- Chilean theatrical poster
- Spanish: Julio comienza en Julio
- Directed by: Silvio Caiozzi
- Starring: Juan Cristóbal Meza
- Cinematography: Nelson Fuentes
- Music by: Luis Advis
- Release date: 1979;
- Running time: 120 minutes
- Country: Chile
- Language: Spanish

= Julio Begins in July =

1979 Chilean film

Julio Begins in July (Julio comienza en julio) is a 1979 Chilean coming-of-age period film directed by Silvio Caiozzi and written by Gustavo Frías. It is one of the few Chilean feature films made and released in the first decade of the Pinochet dictatorship.

The film won the Golden Columbus Award at the 1979 Huelva Ibero-American Film Festival and the Chilean Critics' Circle Award for Best Film. In 1999, it was voted as the "best Chilean film of the 20th century" by the public in a poll organized by the Municipality of Santiago.

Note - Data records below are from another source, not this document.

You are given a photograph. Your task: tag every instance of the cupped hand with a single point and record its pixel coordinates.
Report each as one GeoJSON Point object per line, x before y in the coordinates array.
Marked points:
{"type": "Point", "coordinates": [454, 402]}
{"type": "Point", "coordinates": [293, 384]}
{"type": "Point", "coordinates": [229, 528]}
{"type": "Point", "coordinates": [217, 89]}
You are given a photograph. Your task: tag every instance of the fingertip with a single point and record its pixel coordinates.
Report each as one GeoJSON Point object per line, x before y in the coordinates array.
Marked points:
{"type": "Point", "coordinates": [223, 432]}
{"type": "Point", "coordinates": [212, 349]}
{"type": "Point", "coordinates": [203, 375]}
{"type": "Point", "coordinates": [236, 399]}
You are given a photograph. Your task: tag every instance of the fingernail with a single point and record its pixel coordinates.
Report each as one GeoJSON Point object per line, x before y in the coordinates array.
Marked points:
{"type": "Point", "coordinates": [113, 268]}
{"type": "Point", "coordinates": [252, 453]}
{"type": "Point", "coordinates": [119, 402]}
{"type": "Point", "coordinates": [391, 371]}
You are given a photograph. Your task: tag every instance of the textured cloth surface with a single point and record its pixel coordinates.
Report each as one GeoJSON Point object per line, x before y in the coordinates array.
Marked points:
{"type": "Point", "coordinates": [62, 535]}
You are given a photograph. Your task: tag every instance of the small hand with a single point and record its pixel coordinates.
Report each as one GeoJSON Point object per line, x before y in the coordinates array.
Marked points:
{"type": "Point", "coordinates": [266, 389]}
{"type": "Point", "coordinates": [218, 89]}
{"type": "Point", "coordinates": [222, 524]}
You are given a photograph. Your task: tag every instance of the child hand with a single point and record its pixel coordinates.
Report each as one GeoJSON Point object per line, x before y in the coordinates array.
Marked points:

Critics regard it as one of the finest films in Chilean cinema, alongside Miguel Littín's The Jackal of Nahueltoro, Raúl Ruiz's Three Sad Tigers, Patricio Guzmán's The Battle of Chile, and Andrés Wood's Machuca.

==Plot==
Don Julio García del Castaño is a wealthy landowner who must secure the future of his estate. To do so, he must train his son and heir, Julio (affectionately called Julito), in the necessary skills to become a man.

== Production ==
The film was shot in Pirque and Calera de Tango (with the curious coincidence that filming began in July 1976). Due to a severely limited budget, actors and crew members received only minimal compensation for their participation. It was shot in 16 mm black and white format and later transferred to 35 mm and sepia format in laboratories located in the United States.

==Cast==
- Juan Cristóbal Meza
- Felipe Rabat
- Schlomit Baytelman
- Gloria Münchmeyer
- Jaime Vadell
- Luis Alarcón
- Ana González Olea
- Delfina Guzmán
- Tennyson Ferrada

== Reception ==
At its premiere, the film not only received widespread critical and popular acclaim, but also won the Golden Columbus for Best Film at the Huelva Ibero-American Film Festival and was screened at the prestigious Directors' Fortnight at the Cannes Film Festival.

Julio comienza en julio already exhibits several traits that would establish Silvio Caiozzi as one of the most important Chilean film directors, including a strong sense of mise-en-scène, remarkable skill in directing actors, and a keen ability to convey political messages about the country through implicit means. In 1999, Julio comienza en julio was voted the "best Chilean film of the 20th century" in a popular poll organized by the Municipality of Santiago.